Taxonomy
A taxonomy defines the terms and related values that need to be commonly understood and supported across the components in the system.
Fybrik interacts with multiple external components, such as the data catalog, data governance policy manager, and modules. In order for fybrik to orchestrate the data plane of a given workload it is essential that all the components involved use common terms.
For example, if a data governance policy refers to a particular transform it is crucial that the module implementing that transform refer to it in the same way, or for fybrik to be able to map between the disparate terms.
Some components that use taxonomy:
- FybrikApplication yaml - information provided about the workload and the datasets.
- Fybrik manager (FybrikApplication controller) - validates that the data is used in accord with the data governance policies and the IT config policies.
- Data catalog - provides metadata about the asset.
- Data Governance Policy Manager - defines the governance policies to follow.
- Config Policy Manager - defines the IT policies to follow.
- FybrikModules - describe capabilities that can be included in a data plane.

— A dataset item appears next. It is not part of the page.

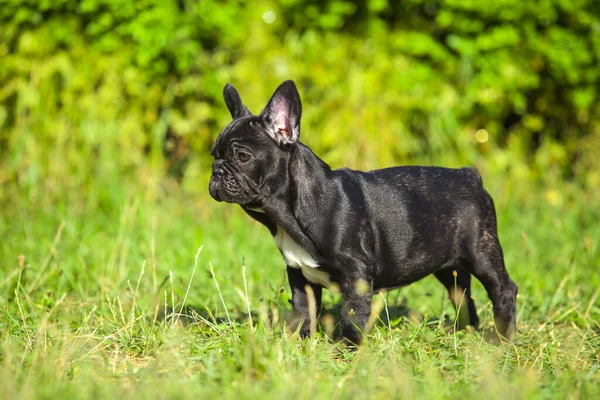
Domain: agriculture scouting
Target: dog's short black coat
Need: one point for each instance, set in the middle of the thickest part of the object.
(359, 231)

Default taxonomies are provided by fybrik in a JSON file format, and are meant as a starting point. Different actors can expand these.
Issues Addressed by Taxonomy
The taxonomy addresses the following:
- Redundancy: No need for the same structures and values to be hardcoded in multiple places, such as in the fybrik manager and in the plugins.
- Validation: Validates structures and values passed between components.
- Dynamic Updates: New terms and new values can be added, removed and updated dynamically. For example, one can add new enforcement actions, new connection types, new purposes, etc without needing to redeploy fybrik.
Taxonomy Contributors
Different actors and components define the contents of different parts of the taxonomy. The following table describes the taxonomy and which component most logically owns each part of it.
Taxonomy | Contributing Component | Actor | Example Values |
---|---|---|---|
catalog | Data Catalog | Data Steward | data stores, formats, metadata |
application | Policy Manager, Data Catalog | Governance Officer | roles, intents |
module | Modules | Module Developer | capabilities, transforms |
If, for example, a Data Governance Officer writes a policy that limits the use of sensitive data for marketing, then the possible valid intents such as marketing would be defined by him in the Data Policy Manager. These values must be added to fybrik's taxonomy, either manually or via an automated feed, so that fybrik can validate the intent provided in a FybrikApplication yaml when a user's workload requests data.
As new capabilities, transforms, data types, and protocols are made available via FybrikModules, fybrik's module taxonomy must be updated. Once updated these capabilities are available for use by other components, such as the Data Catalog and Data Governance Policy manager should they choose to leverage them.
Validation Points
Fybrik validates the structures and values it receives from all external components.
For interface components (FybrikApplication
and FybrikModule
), validation occurs when the resource is created, updated or deleted. How validation errors are received depends on whether fybrik is deployed with webhooks or not.
- If webhooks are deployed, errors are received from the kubernetes command (ex:
kubectl apply
) and no resource is created. - If webhooks are not deployed, validation is done in the resource's controller. If there is an error, the resource is created but its status will contain the error. (Note: These resources will need to manually be removed by the person creating them.)
Summary
The taxonomy mechanism enables independent components to work together, without the need for version updates and redeployment as capabilities change.